Los del grupo de estudio de Albert apenas
tuvieron tiempo de mostrarle el material que habían realizado para él como
homenaje, según lo que imaginaban de sus aventuras: dibujos, videojuegos,
incluso muñecos ("figuras de
acción") hechos con restos de comida. A Max Stone, su amigo musculoso
ahora no tan imponente, no lo volvió a encontrar una vez que se perdió en la
multitud de los festejos, y no tuvo oportunidad de despedirse de él. Los otros
jóvenes le prometieron saludarlo por él, y hacer una versión animada de sus
aventuras, al menos de la información no confidencial.
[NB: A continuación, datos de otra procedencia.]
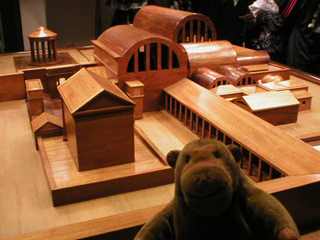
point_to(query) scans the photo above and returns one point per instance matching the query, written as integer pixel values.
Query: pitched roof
(84, 87)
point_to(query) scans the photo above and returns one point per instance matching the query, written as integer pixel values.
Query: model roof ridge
(84, 86)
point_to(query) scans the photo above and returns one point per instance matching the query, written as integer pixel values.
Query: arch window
(153, 56)
(194, 31)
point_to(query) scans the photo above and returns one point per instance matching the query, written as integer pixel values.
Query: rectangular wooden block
(34, 89)
(284, 85)
(36, 106)
(138, 110)
(227, 91)
(304, 98)
(12, 87)
(274, 107)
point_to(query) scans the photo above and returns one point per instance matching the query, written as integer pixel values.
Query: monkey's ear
(236, 152)
(172, 157)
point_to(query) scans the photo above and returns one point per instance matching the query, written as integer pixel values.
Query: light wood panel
(289, 155)
(163, 132)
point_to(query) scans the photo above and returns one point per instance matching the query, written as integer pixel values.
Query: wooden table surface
(25, 200)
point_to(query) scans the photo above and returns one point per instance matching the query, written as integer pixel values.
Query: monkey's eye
(217, 154)
(187, 159)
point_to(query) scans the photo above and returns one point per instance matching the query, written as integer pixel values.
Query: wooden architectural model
(178, 26)
(43, 47)
(95, 111)
(147, 80)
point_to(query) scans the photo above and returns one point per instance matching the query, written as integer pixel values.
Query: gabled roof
(46, 121)
(85, 87)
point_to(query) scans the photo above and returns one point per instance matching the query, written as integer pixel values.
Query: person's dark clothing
(225, 17)
(304, 39)
(271, 30)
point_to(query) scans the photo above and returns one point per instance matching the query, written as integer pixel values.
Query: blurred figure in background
(225, 16)
(304, 39)
(125, 10)
(270, 26)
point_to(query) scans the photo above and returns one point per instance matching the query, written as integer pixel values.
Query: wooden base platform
(68, 185)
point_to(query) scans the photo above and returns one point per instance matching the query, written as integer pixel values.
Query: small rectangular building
(98, 120)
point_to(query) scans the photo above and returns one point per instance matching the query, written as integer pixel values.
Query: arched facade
(133, 54)
(176, 25)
Las órdenes eran no hablar sobre la posible
amenaza mutante, así que los viajeros tuvieron que recurrir a una verdad a
medias: para justificar su nuevo viaje, alegaron compromisos con quienes los
ayudaron a conseguir el chip, y dejaron que una multitud (ya no tan grande) los
acompañe hasta el primer nivel. Algunos empezaban a intimidarse con sus ropas
polvorientas, su mascota inquieta y sus extrañas armas. Ciertos padres no
estaban muy seguros de que les gustara
la idea de que sus hijos quieran “ser como ellos cuando crezcan”, como aseguraban
los chicos que corrían por los pasillos con cajas de cartón como corazas, para
jugar a la “guerra contra los piratas”.
Una vez más, cuando la anteúltima compuerta
se cerró a sus espaldas, quedaron solos en el pasillo que terminaba en la entrada,
herméticamente cerrada por el enorme engranaje de metal de la Bóveda 13.
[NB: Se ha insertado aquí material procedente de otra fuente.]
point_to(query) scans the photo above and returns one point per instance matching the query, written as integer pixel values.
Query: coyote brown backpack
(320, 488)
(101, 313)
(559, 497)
Momentos después la última puerta rodaba a un costado. Los volvió a recibir el
esqueleto de Ed el muerto, desde las primeras piedras de la cueva. La banda
sonora crece, épica, como un aviso del final.
Albert se cuelga sus armas y prepara un
cuchillo, ya que no pensaba gastar municiones en alguna miserable rata que se
les cruce. Albóndiga caza una que se acerca desprevenida. Natasha da el primer
paso hacia adelante:
-Muy bien. Confiemos
en El Padrino y Don Quijote.
-¿Y qué sabés
vos de esos clásicos?
-Que también
tienen buenas segundas partes.
A sus espaldas, la puerta del refugio se
cierra de nuevo.
La pantalla se nos pone negra abruptamente,
empiezan a pasar los créditos, y vemos subir las luces de la sala del cine.